Attualità

Conserving nine shirts from the Football Museum

The initiative was possible thanks to the collaboration of the Egyptian Museum in Turin and the Textile Museum in Prato

Thursday, July 11, 2024

Conserving nine shirts from the Football Museum

A path of restoration and conservation to maintain the extraordinary heritage of the musem: thanks to the collaboration with the Egyptian Museum in Turin and the Textile Museum in Prato, the Coverciano Football Museum (Museo del Calcio) has undertaken a process to protect some prized items, shirts that tell the story of the Italy National Football Team.

Thanks to the support of the Egyptian Museum's managing director in Turin, Samanta Isaia, who is also a member of the Scientific Committee of the Football Museum itself, the museum in Coverciano has thus begun the process of restoring nine shirts.
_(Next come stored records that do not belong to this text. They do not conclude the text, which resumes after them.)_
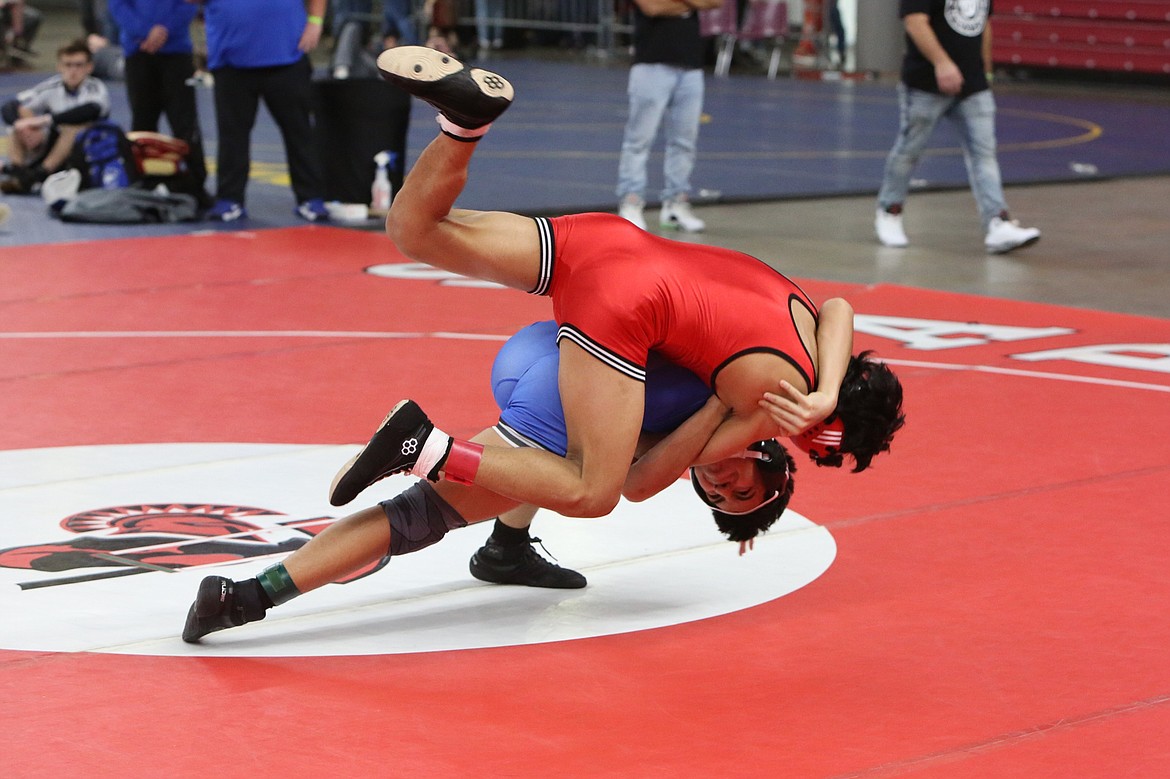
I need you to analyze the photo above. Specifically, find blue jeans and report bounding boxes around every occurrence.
[330,0,415,43]
[877,84,1009,229]
[475,0,504,45]
[616,63,704,203]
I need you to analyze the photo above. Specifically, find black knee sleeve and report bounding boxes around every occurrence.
[380,481,468,557]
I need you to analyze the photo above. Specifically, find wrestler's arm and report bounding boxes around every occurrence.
[623,395,730,502]
[759,297,853,432]
[688,409,777,466]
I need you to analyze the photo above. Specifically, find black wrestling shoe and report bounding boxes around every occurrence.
[470,537,587,589]
[329,399,443,506]
[375,46,513,129]
[181,576,265,643]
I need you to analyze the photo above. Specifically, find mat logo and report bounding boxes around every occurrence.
[1,502,381,593]
[0,444,834,657]
[365,262,505,288]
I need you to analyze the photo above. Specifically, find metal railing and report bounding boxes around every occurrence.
[336,0,633,56]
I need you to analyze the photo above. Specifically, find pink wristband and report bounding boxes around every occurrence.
[443,440,484,485]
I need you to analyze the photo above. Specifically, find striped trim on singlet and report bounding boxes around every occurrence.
[528,217,554,296]
[556,324,647,382]
[492,421,552,451]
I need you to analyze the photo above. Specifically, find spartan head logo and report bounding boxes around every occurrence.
[1,503,383,591]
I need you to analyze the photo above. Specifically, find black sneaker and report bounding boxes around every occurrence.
[0,164,41,195]
[470,537,587,589]
[329,399,441,506]
[375,46,513,129]
[181,576,265,643]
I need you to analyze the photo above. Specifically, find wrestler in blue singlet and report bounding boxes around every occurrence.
[491,321,710,454]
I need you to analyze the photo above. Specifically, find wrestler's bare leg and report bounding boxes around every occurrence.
[330,352,648,517]
[497,503,539,530]
[374,54,647,517]
[468,341,646,517]
[282,429,520,592]
[387,133,542,292]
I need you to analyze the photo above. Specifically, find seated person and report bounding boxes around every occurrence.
[1,38,111,193]
[1,0,42,56]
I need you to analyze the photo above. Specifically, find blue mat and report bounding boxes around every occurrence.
[1,58,1167,247]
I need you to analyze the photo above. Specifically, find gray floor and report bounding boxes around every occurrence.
[676,176,1170,320]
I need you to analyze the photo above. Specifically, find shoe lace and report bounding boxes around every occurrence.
[527,536,560,564]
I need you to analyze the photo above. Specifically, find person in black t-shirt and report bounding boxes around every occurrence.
[615,0,722,234]
[874,0,1041,255]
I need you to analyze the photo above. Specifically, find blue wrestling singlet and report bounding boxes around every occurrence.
[491,321,710,455]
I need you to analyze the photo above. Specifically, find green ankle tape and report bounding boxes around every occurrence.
[257,563,302,606]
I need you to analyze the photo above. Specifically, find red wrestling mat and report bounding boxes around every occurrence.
[2,227,1168,777]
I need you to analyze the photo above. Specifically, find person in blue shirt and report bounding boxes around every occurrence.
[107,0,211,207]
[197,0,330,222]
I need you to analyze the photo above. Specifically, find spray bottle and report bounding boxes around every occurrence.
[371,151,393,213]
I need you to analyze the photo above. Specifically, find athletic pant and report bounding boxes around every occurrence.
[124,51,209,194]
[211,56,325,205]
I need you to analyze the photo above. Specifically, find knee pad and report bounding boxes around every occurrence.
[380,481,468,557]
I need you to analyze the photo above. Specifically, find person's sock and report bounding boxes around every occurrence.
[489,519,530,559]
[437,114,490,141]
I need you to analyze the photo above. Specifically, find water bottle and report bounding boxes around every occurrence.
[371,151,393,213]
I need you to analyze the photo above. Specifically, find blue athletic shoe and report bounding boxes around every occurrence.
[206,198,246,222]
[294,198,330,222]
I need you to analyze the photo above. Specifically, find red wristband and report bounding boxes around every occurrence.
[443,440,484,485]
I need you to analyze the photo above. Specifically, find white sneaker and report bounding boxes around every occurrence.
[41,168,82,209]
[874,208,908,247]
[660,198,705,232]
[618,196,647,230]
[985,216,1040,254]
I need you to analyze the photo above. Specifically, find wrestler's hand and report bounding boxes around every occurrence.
[738,538,755,556]
[759,380,836,436]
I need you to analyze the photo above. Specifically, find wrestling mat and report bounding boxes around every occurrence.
[2,227,1168,777]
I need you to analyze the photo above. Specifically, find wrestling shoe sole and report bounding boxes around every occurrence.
[376,46,513,129]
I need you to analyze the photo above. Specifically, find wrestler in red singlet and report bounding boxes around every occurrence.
[533,213,818,390]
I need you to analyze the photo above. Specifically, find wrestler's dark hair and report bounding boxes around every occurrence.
[816,350,905,473]
[691,440,798,543]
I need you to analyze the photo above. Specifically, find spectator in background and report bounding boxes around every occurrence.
[1,0,42,58]
[875,1,1040,254]
[616,0,720,234]
[825,0,846,69]
[475,0,504,51]
[198,0,329,222]
[80,0,125,81]
[330,0,416,79]
[331,0,416,48]
[422,0,458,54]
[108,0,211,207]
[0,39,109,193]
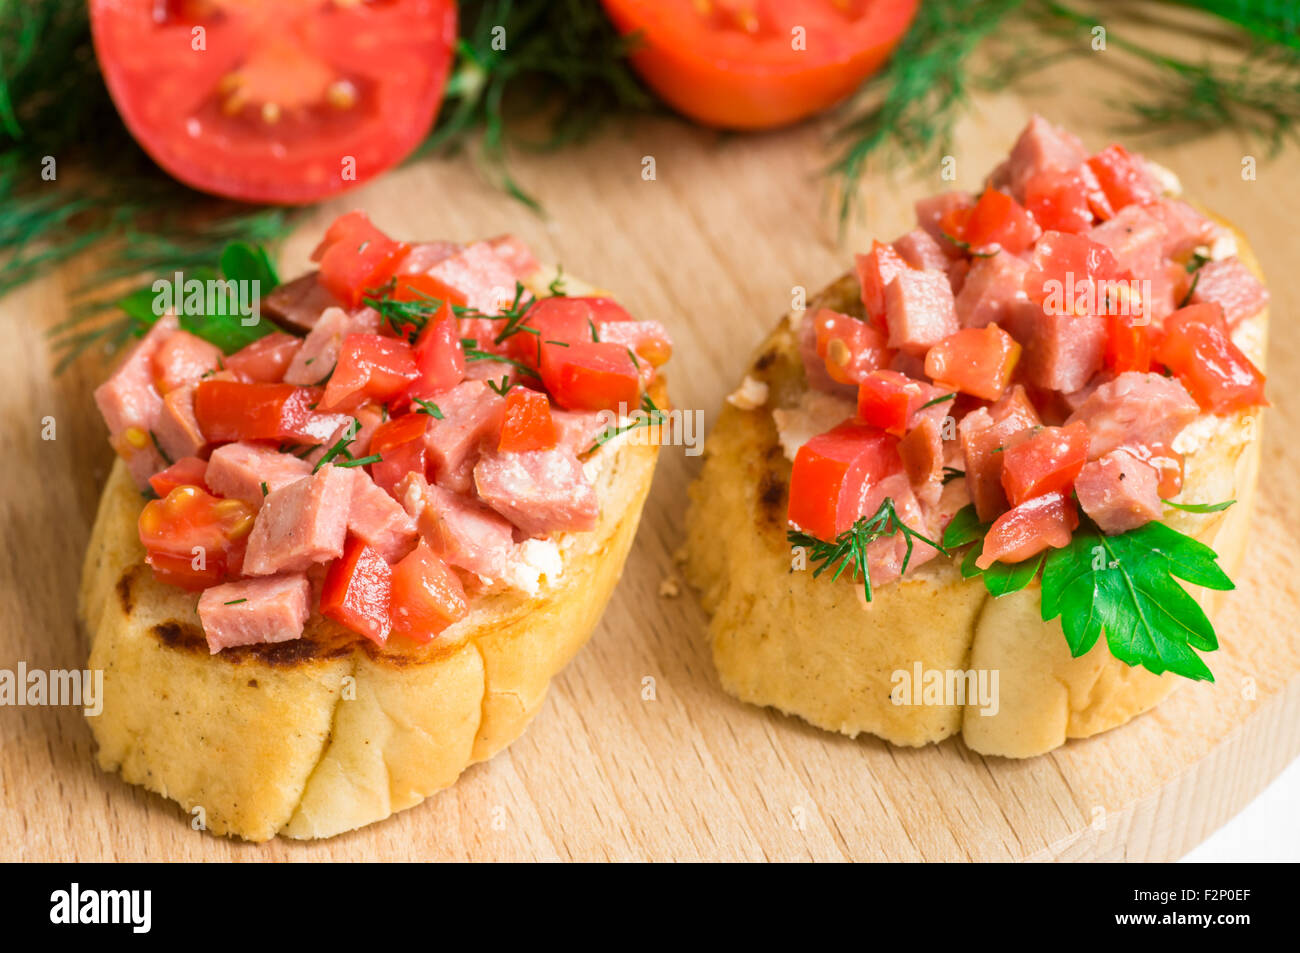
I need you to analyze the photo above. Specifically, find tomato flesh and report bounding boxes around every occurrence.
[193,380,344,444]
[1022,167,1098,234]
[813,309,890,386]
[499,388,558,453]
[390,543,468,642]
[1086,144,1158,213]
[601,0,919,129]
[148,456,209,498]
[89,0,457,204]
[999,421,1090,506]
[368,413,429,495]
[944,186,1041,254]
[405,302,466,402]
[855,240,909,323]
[1156,303,1267,413]
[225,331,302,383]
[138,485,255,589]
[1105,312,1153,374]
[321,536,392,646]
[788,421,901,541]
[856,370,940,437]
[539,340,642,413]
[923,326,1021,401]
[975,491,1078,569]
[319,333,418,412]
[313,212,409,308]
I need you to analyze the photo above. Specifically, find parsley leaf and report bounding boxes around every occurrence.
[1162,498,1235,514]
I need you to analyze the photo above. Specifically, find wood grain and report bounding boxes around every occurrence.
[3,63,1299,861]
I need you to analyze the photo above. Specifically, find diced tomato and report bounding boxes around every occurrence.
[403,302,465,403]
[943,186,1041,254]
[1086,144,1158,212]
[999,421,1089,506]
[368,413,429,494]
[1156,303,1267,413]
[1022,166,1096,234]
[1024,231,1126,307]
[975,491,1078,569]
[856,370,942,437]
[389,542,468,642]
[499,388,557,452]
[923,325,1021,401]
[788,421,902,541]
[321,536,392,646]
[855,240,910,322]
[319,333,418,412]
[152,331,223,394]
[1105,312,1153,374]
[224,332,302,383]
[539,340,642,413]
[193,380,344,444]
[137,485,255,590]
[395,241,518,315]
[312,211,409,309]
[812,308,890,386]
[148,456,209,498]
[507,296,595,367]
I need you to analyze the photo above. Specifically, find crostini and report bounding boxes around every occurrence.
[80,215,672,839]
[686,117,1267,758]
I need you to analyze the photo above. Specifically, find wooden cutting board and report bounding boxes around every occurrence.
[4,45,1300,862]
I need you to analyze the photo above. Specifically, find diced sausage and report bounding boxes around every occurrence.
[884,269,959,356]
[1075,449,1163,534]
[990,115,1087,201]
[1188,257,1269,327]
[197,574,311,653]
[153,384,207,462]
[398,473,516,580]
[914,191,973,255]
[348,469,418,562]
[243,465,354,574]
[205,442,313,508]
[1003,300,1106,393]
[955,253,1029,328]
[283,306,382,385]
[486,234,539,277]
[1066,371,1200,460]
[152,330,222,393]
[424,380,506,493]
[263,272,340,332]
[958,385,1041,522]
[1088,205,1167,280]
[892,228,950,272]
[473,446,598,537]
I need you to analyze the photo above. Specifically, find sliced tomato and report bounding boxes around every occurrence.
[975,491,1078,569]
[788,421,901,541]
[224,331,302,383]
[319,334,418,412]
[499,388,558,453]
[193,380,344,445]
[1156,303,1267,413]
[1105,312,1153,374]
[999,421,1089,506]
[1022,166,1097,234]
[601,0,917,130]
[395,241,519,315]
[855,240,910,323]
[923,325,1021,401]
[390,542,468,642]
[368,413,429,495]
[138,485,255,589]
[944,186,1041,254]
[89,1,456,204]
[1086,144,1159,212]
[813,309,890,386]
[321,536,392,645]
[404,302,466,403]
[539,340,642,413]
[856,370,943,437]
[312,212,409,308]
[148,456,209,498]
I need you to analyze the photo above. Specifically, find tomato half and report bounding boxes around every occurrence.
[89,0,457,204]
[600,0,918,130]
[138,485,255,589]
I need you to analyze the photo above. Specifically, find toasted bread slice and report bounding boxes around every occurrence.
[684,220,1265,758]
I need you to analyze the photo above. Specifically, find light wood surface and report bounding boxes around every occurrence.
[3,49,1299,861]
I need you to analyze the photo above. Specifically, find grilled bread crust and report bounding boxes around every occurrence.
[684,222,1265,758]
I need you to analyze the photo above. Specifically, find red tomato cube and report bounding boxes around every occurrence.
[787,421,902,541]
[812,308,890,386]
[499,387,557,452]
[321,536,392,646]
[319,333,419,412]
[999,421,1090,507]
[368,413,430,495]
[923,325,1021,401]
[390,543,468,642]
[539,340,641,413]
[1156,303,1267,413]
[313,211,408,309]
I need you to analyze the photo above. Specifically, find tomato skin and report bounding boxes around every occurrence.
[855,240,910,323]
[138,485,255,590]
[946,187,1041,254]
[788,421,902,541]
[975,491,1078,569]
[1156,303,1267,413]
[390,543,468,642]
[499,388,558,453]
[507,297,595,368]
[1105,312,1153,374]
[225,332,302,383]
[405,302,465,402]
[999,421,1090,506]
[924,326,1021,401]
[319,334,418,412]
[600,0,919,130]
[148,456,209,498]
[1023,167,1097,234]
[368,413,429,495]
[89,0,457,204]
[539,340,642,413]
[1086,145,1158,212]
[313,212,409,308]
[813,309,890,386]
[321,537,392,646]
[856,370,940,437]
[193,380,342,444]
[1024,231,1125,306]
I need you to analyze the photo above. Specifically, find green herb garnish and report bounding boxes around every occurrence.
[583,392,667,455]
[412,398,445,419]
[223,598,248,606]
[1162,498,1236,514]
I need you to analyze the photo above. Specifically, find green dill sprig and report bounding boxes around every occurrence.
[313,419,363,473]
[461,341,542,377]
[788,498,948,604]
[583,392,667,456]
[412,397,445,419]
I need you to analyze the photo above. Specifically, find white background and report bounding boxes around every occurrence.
[1182,755,1300,861]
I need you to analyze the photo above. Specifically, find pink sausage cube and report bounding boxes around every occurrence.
[884,268,959,356]
[197,574,311,654]
[242,465,354,575]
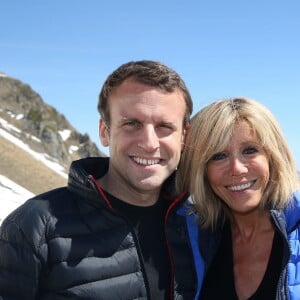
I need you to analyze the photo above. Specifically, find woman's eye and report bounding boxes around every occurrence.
[210,152,227,161]
[243,146,258,155]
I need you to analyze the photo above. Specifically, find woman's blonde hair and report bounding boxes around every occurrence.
[176,97,299,229]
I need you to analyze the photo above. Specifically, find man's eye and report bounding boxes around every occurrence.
[158,123,174,130]
[124,121,139,127]
[210,152,227,161]
[243,146,258,155]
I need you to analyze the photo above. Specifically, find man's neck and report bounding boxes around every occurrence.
[97,175,160,207]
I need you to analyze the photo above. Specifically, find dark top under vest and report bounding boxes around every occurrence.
[200,222,283,300]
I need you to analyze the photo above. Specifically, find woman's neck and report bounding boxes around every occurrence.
[231,209,274,244]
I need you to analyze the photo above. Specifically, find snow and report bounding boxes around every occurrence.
[0,116,21,134]
[58,129,71,141]
[0,175,34,225]
[16,114,24,120]
[0,117,67,179]
[0,116,41,142]
[69,145,79,153]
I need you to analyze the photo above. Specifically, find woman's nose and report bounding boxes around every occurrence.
[230,156,248,176]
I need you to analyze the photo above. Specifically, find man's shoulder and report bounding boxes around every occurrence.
[0,186,82,247]
[1,187,72,229]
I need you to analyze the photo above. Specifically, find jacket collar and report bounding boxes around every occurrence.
[67,157,185,208]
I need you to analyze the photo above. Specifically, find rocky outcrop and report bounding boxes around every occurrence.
[0,74,105,170]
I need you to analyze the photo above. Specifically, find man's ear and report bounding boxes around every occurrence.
[99,119,110,147]
[181,123,190,151]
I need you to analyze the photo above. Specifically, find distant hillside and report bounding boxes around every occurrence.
[0,134,67,194]
[0,73,106,195]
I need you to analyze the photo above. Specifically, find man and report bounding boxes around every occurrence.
[0,60,199,299]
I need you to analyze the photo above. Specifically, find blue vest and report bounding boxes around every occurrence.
[181,191,300,300]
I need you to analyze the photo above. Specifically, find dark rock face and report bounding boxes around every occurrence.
[0,74,105,170]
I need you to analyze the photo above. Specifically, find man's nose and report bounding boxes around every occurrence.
[139,125,160,152]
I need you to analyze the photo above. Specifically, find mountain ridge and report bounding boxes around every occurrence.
[0,73,105,195]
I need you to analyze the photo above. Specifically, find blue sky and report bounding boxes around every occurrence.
[1,1,300,168]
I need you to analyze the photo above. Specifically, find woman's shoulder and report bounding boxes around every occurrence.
[283,190,300,232]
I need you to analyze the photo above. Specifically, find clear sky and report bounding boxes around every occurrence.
[1,1,300,168]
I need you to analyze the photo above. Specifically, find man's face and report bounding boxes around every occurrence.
[99,79,187,205]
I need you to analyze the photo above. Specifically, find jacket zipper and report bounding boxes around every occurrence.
[270,210,291,300]
[164,192,186,300]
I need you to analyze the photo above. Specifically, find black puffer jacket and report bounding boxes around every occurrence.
[0,157,197,300]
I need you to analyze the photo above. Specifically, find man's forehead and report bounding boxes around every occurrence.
[118,113,182,124]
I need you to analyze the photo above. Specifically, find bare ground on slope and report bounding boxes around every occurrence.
[0,135,67,195]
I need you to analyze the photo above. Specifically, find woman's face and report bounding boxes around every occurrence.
[207,120,270,216]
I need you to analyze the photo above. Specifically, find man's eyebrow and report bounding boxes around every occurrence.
[160,120,176,126]
[118,117,140,124]
[120,116,137,121]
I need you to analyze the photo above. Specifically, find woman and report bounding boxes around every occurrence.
[177,97,300,299]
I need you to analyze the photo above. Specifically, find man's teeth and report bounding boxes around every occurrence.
[133,157,160,165]
[228,182,252,191]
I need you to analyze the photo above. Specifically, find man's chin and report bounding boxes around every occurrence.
[136,176,169,191]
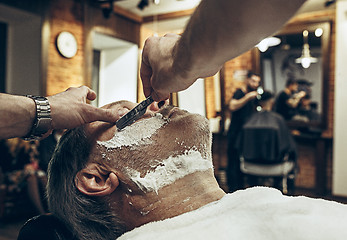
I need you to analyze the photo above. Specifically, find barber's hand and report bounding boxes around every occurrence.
[141,34,180,101]
[296,91,306,99]
[141,34,220,102]
[245,91,258,100]
[47,86,119,130]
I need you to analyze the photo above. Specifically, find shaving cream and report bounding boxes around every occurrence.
[125,149,213,194]
[97,113,167,149]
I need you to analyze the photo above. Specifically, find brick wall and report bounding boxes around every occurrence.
[205,76,216,119]
[223,50,257,106]
[203,49,257,121]
[46,0,140,96]
[47,0,85,96]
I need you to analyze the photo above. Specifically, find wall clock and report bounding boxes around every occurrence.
[56,31,78,58]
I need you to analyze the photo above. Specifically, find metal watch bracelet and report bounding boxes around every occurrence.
[23,95,52,141]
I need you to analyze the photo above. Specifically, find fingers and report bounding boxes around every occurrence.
[64,86,97,102]
[141,35,181,102]
[77,86,97,101]
[86,88,97,101]
[140,63,153,98]
[84,106,119,124]
[247,91,258,100]
[58,84,170,127]
[141,41,154,98]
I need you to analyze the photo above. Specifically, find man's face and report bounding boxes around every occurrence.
[86,101,211,184]
[246,75,261,91]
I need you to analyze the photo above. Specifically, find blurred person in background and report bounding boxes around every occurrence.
[227,71,260,192]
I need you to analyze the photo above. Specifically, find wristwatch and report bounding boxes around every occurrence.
[23,95,52,140]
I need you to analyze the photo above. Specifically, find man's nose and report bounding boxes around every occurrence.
[147,100,169,112]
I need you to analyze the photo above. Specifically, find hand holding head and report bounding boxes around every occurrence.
[47,86,122,130]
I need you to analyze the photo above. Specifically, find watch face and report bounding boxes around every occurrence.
[56,31,78,58]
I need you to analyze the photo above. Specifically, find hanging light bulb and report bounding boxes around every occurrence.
[295,30,318,69]
[315,28,323,37]
[256,37,281,52]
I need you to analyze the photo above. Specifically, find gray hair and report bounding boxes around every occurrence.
[46,126,126,240]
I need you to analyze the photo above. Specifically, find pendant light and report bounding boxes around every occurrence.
[295,30,318,69]
[256,37,281,52]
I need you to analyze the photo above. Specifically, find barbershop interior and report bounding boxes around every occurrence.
[1,0,347,239]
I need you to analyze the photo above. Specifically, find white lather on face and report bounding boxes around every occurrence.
[125,149,213,194]
[97,113,168,149]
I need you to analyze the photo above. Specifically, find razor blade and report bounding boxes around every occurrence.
[115,96,154,130]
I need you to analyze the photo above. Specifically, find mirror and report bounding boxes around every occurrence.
[260,21,331,130]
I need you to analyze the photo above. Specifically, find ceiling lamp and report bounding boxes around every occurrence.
[315,28,323,37]
[96,0,115,18]
[137,0,160,10]
[137,0,149,10]
[295,30,318,69]
[256,37,281,52]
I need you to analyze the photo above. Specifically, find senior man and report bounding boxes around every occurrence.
[45,100,347,240]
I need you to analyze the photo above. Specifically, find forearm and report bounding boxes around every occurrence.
[229,97,249,112]
[0,86,119,140]
[173,0,305,84]
[287,97,301,108]
[0,93,35,139]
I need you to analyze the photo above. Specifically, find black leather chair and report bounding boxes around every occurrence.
[17,214,75,240]
[237,111,297,194]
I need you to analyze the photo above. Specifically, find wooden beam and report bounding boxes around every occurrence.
[142,8,195,23]
[113,5,143,23]
[100,3,196,24]
[99,3,143,23]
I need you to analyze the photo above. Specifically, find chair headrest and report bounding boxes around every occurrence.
[17,214,75,240]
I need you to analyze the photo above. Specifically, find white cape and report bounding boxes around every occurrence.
[118,187,347,240]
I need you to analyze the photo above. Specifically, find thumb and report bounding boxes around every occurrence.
[85,106,119,124]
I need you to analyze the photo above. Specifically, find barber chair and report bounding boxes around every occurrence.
[17,214,75,240]
[237,111,297,194]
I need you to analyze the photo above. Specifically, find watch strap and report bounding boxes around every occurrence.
[23,95,52,140]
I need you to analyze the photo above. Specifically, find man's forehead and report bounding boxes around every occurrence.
[102,100,133,109]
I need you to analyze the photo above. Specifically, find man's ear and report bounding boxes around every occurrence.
[75,163,119,196]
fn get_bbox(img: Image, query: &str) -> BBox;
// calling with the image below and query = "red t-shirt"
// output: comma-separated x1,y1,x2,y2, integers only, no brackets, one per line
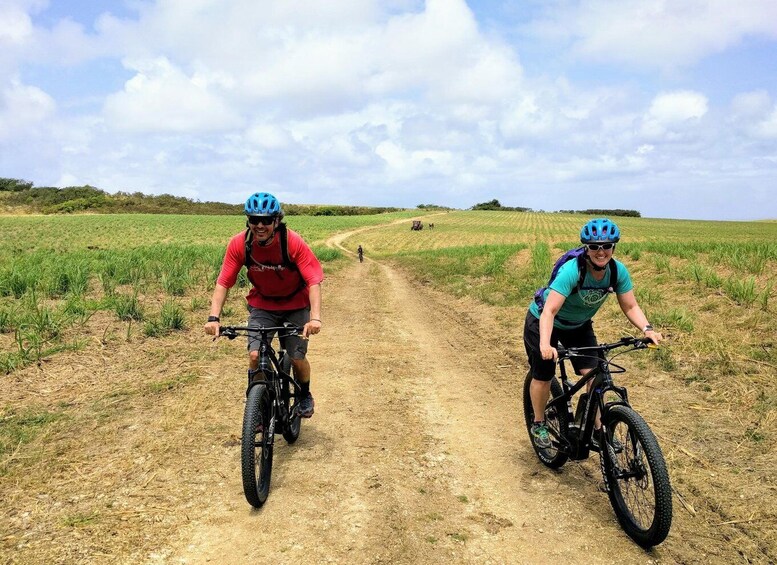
217,227,324,310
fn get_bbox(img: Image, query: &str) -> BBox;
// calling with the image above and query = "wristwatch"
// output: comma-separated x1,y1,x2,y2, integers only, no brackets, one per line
207,315,220,323
643,324,654,332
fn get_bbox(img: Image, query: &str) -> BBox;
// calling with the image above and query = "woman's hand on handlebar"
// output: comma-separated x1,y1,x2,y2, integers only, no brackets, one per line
540,343,558,362
644,328,663,346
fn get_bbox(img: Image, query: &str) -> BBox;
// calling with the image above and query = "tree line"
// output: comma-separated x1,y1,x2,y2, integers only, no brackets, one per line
472,198,640,217
0,178,403,216
0,178,640,217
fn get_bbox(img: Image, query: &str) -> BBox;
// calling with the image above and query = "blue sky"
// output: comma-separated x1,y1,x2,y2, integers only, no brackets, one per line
2,0,777,220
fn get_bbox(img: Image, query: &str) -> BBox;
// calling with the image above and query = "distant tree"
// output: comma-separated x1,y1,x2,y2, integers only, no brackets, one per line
558,208,641,218
471,199,531,212
472,199,502,210
0,178,34,192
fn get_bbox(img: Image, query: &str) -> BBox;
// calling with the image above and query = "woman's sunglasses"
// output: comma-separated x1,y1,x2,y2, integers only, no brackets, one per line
247,216,276,226
586,243,615,251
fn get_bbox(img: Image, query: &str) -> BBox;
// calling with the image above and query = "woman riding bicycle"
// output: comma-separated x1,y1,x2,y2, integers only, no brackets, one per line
523,218,662,449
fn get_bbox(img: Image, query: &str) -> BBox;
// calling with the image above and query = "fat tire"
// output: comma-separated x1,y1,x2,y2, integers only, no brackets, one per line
602,405,672,547
242,384,272,508
522,371,570,469
280,353,301,444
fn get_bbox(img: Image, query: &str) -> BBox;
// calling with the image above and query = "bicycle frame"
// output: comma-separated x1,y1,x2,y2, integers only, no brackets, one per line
221,325,303,443
546,339,639,460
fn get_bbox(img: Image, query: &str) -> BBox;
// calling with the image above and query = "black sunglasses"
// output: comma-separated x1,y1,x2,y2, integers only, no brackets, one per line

These jerseys are part of a period of great success in Azzurri history, from the 1930s to the 1960s: the shirts of Giovanni Ferrari (1934 World Cup), Alfonso Negro (1936 Olympics) and Amedeo Biavati (1938), that testify to two world cup trophies and the Olympic gold of those unbeatable Azzurri, before continuing with the shirt from Silvio Piola's debut for the National Team (in 1935 in the International Cup; a shirt that was subsequently embroidered by his mother) and the only Azzurri shirt worn by Nereo Rocco in his career as a footballer (qualification for the 1934 World Cup, against Greece. For the record, that was the only time in which the hosts had to go through World Cup qualification).

Also undergoing restoration is the wonderful Silvio Piola shirt worn in 1939 in a friendly against Finland. It was the first Azzurri shirt with numbers on the back. Before there were no numbers to identify players...

And then, finally, the shirts of Boniperti (1947), Armando Picchi (1964) and Gigi Riva (1967, qualification for the European Championships, which was then won by the Azzurri).

In short, a great path that involved other museums to make these pieces of memorabilia from the Coverciano Football Museum truly more unique and beautiful.